The company uses what it calls "SensorBase," a massive threat-monitoring network overseen by 500 workers in its Cisco Security Intelligence Operations center. The center collects data from 7,000 devices and hundreds of millions of client computers, providing snapshots of activity at different times and locations that can indicate if a large attack is going on, said Ambika Gadre, director of product marketing in the security technology business unit at Cisco, during a briefing on Monday.

The company also is announcing Cisco SAFE, a security reference architecture organizations can use as a guideline for deploying security solutions, and Cisco Information Technology Governance, Risk Management and Compliance consulting services.

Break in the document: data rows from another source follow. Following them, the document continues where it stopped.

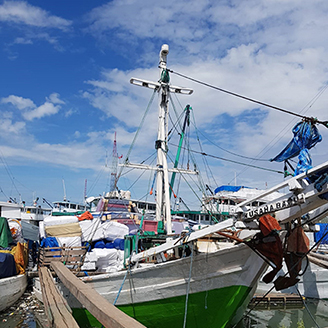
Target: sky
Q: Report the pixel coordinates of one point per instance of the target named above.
(65, 69)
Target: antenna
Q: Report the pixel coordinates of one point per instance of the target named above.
(113, 175)
(64, 191)
(85, 190)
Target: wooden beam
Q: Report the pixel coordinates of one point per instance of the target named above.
(105, 312)
(58, 312)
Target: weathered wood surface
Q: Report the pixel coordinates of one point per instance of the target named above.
(71, 256)
(58, 312)
(315, 260)
(106, 313)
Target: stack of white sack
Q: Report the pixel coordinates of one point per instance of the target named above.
(89, 261)
(107, 260)
(93, 230)
(65, 228)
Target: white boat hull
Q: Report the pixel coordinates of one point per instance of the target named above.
(11, 289)
(220, 288)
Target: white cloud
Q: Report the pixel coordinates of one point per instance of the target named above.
(8, 128)
(30, 111)
(46, 109)
(21, 12)
(54, 98)
(19, 102)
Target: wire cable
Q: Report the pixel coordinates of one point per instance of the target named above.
(325, 123)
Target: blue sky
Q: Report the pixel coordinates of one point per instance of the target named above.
(65, 70)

In addition, Cisco is introducing the Cisco WebEx Collaboration Cloud for software-as-a-service, a network to provide high performance and security for conferencing, instant messaging and other enterprise work group activities. Also new is the Cisco WebEx Node for ASR 1000 Series, which allows the edge router to act as a point of presence in a corporate network for online meetings.

As confusing as it may be to keep the separate announcements straight, one analyst said Cisco's overall security strategy is a good one.

"There's been a rejuvenation of security at Cisco. They've had a hard time dealing with big picture things," said Peter Christy, principal of the Internet Research Group. "Their long-term vision is that security migrates with you" through the cloud.

Patrick Peterson, a security researcher at Cisco, described some of the threats facing corporations, including cybercriminals based in Russia and the Ukraine.

"They are the Bill Gates of cybercrime," because they are tech savvy and have an innovative entrepreneurial sense, he said.